Я ответил, что из моряков.
— Покинул Рибаса? И хорошо сделал… Ротой командуешь? Молодец! Штык, он лучше, брат, всякой лодки доедет…
Мы добрались до палатки отрядного командира. Кутузов был уже на ногах. Денщики возились у распакованной фуры, ставили самовар. Толстенький, румяный и невыспавшийся адъютант Кнох что-то с недовольным видом писал под диктовку Михаила Ларионыча на барабане. Сам Кутузов сидел на опрокинутом ведерке; полковой фельдшер в фартухе выбрил ему правую щеку и подновлял мыло на левой.
Не успел я с рукой у шляпы отрепортовать генералу о прибытии из главной квартиры такого-то гонца, — всадники, пробравшись между фур, тоже наспели к палатке. Передовой вскочил наземь, бодро встряхнулся, бросил поводья ближнему из казаков и мелким бойким розвальцем двинулся к генералу.
— Хорош Балаболкин!.. Батюшка граф Александр Васильич! — вскрикнул Кутузов, отстранив фельдшера и вставая навстречу гостю.
— Ура! — весело произнес, оглядывая всех и махая мокрой шляпой, гость. — Таким богатырям да отступать? Назад! Обратно, с походом…
«Генерал-аншеф Суворов! Ужли он? Откуда?» — послышались голоса вблизи меня. Я обмер в радости и удивлении.

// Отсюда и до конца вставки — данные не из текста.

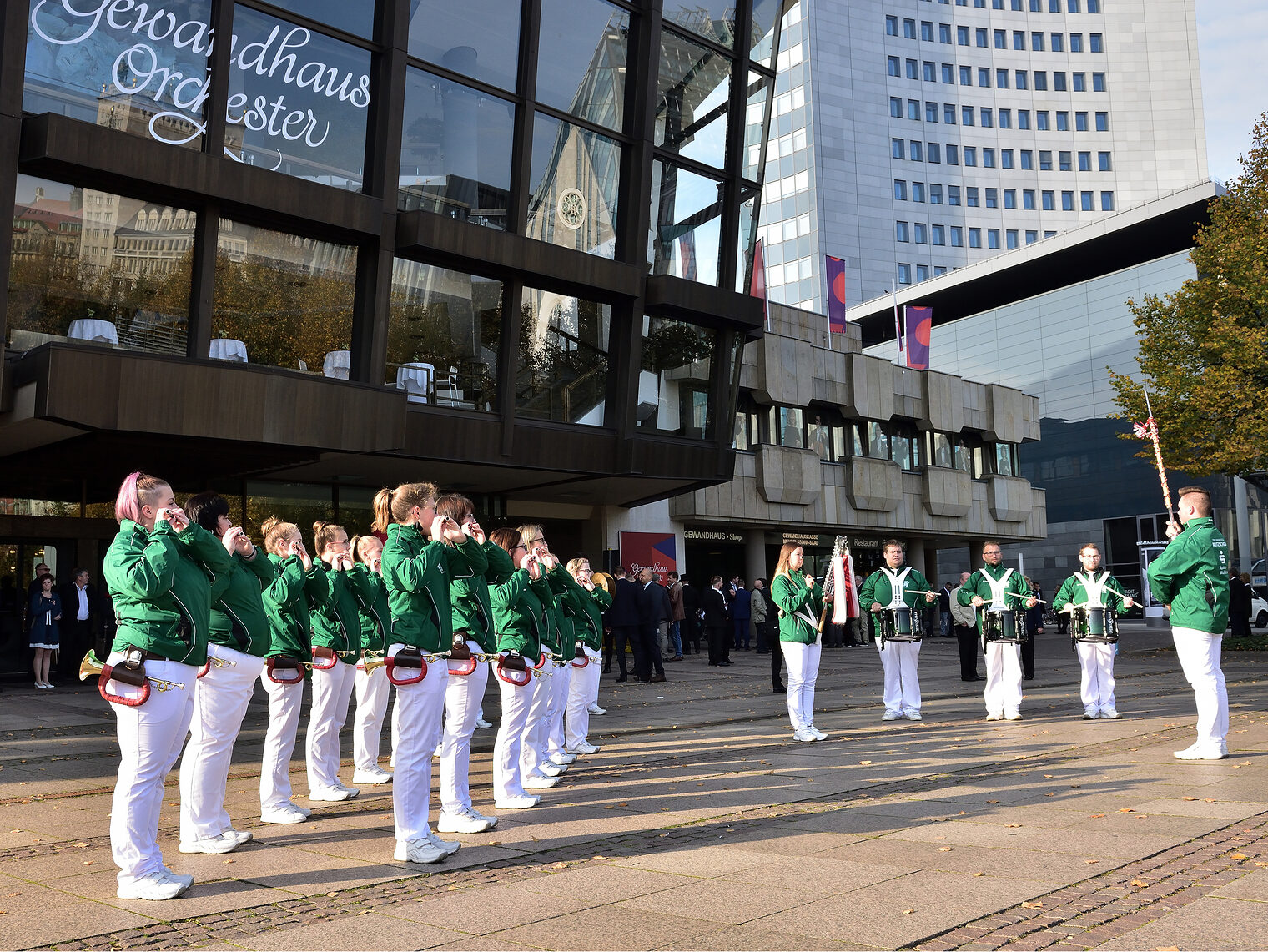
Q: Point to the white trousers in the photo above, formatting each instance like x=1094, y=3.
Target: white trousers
x=1004, y=691
x=462, y=708
x=582, y=690
x=219, y=703
x=1096, y=686
x=420, y=710
x=562, y=688
x=803, y=663
x=150, y=739
x=333, y=691
x=516, y=703
x=279, y=741
x=373, y=693
x=1200, y=658
x=533, y=749
x=899, y=661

Суворов и Кутузов дружески обнялись.
— Вы, сударь, с вами Гудович, Голицын, Мекноб и Рибас, все, — продолжал Суворов, не выпуская из перепачканной, худой и красной своей руки полных белых пальцев Кутузова, — все части отныне становятся под мою верховную команду. — Кутузов, моргнув зрячим глазом, почтительно приставил ко лбу пальцы свободной руки. — А потому, батюшка, ординарцев сюда, штабных, вестовых, трубача! Снимать лагерь. Да- с… Мешкать нечего… Приятно будет неверным, фуй, вот как приятно-с! — как пилюля полынная… Нынче ж к вечеру на прежние позиции к Измаилу; а завтра… помилуй Бог!.. увидим, как поступить.
Кутузов оглянулся на адъютанта. Суворов придержал его за руку.

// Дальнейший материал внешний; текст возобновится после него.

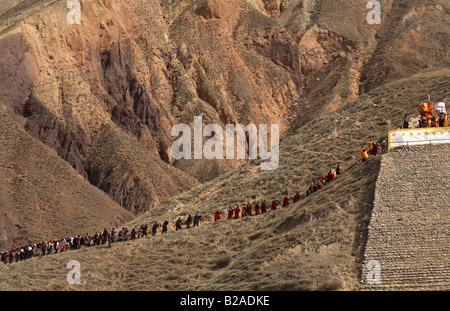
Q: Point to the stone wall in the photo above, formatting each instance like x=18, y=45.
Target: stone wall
x=409, y=231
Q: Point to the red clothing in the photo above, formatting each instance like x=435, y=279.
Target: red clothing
x=257, y=209
x=236, y=212
x=274, y=205
x=264, y=207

— Повелено, — произнес он, — взойдя тут, сызнова лож
Тут Александр Васильич отстегнул лацкан кафтана, вынул отсыревший порыжелый пакет, вручил его Кутузову, и оба они, давая друг другу дорогу, с аттенцией и молча, вошли в палатку.

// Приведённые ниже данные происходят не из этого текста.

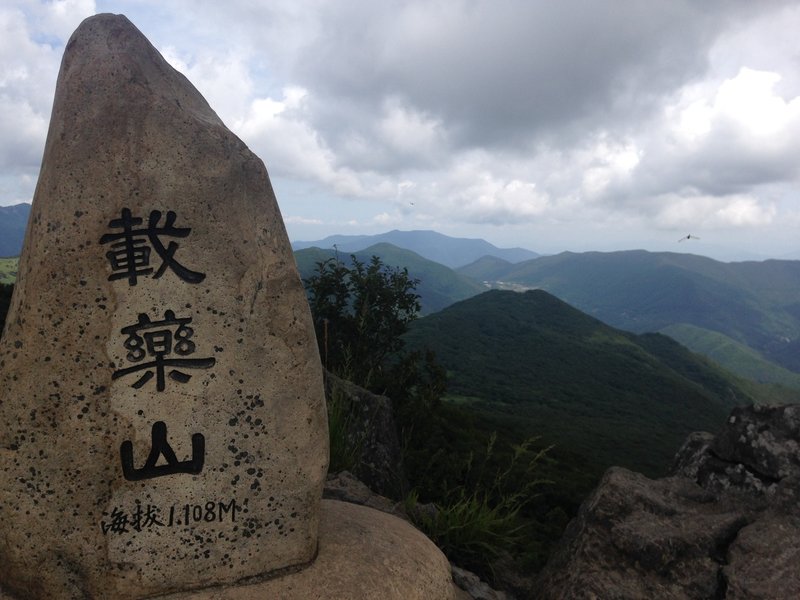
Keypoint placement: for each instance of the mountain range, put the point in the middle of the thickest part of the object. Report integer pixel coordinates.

«Суворов, Суворов!» — понеслась радостная весть по лагерю. Все ожило, задвигалось. «Какой приказ? Наступление? Голубчики вы мои, дождались-таки праздника!» Одна мысль, что Суворов в авангарде, переродила общее настроение. Все рвалось вперед. «А эти сербины, босняки, болгарчики — сущие хохлы, наш брат, — толковали ликующие солдаты, недавно еще ругавшие за разные прижимки одноплеменников. — Как есть свои, и крестятся по-нашему, и все… И отчего матушка царица их не заберет совсем у турка?» Как нарочно, переменилась и погода. Тучи подобрались, стали расходиться. Выглянула полоса чистого синего неба. Начало подмораживать. Лагерь копошился, снимая палатки, вьюча и запрягая фуры.
В полдень Суворов вышел из ставки Кутузова тоже выбритый, в синей шерстяной фуфайке и в чистом белом колпаке.
— Не видать что-то моих соколов, — сказал он, щурясь против солнца, — уж и ждала ж, ждала свово друга молода…
— Не это ли, ваше сиятельство? — осмелился я указать на ручей.
От моста на луг повзводно въезжал конный отряд. За кавалеристами тянулись, блестя штыками и бляхами шляп, шеренги фанагорийского, везде следовавшего за любимым вождем, егерского полка.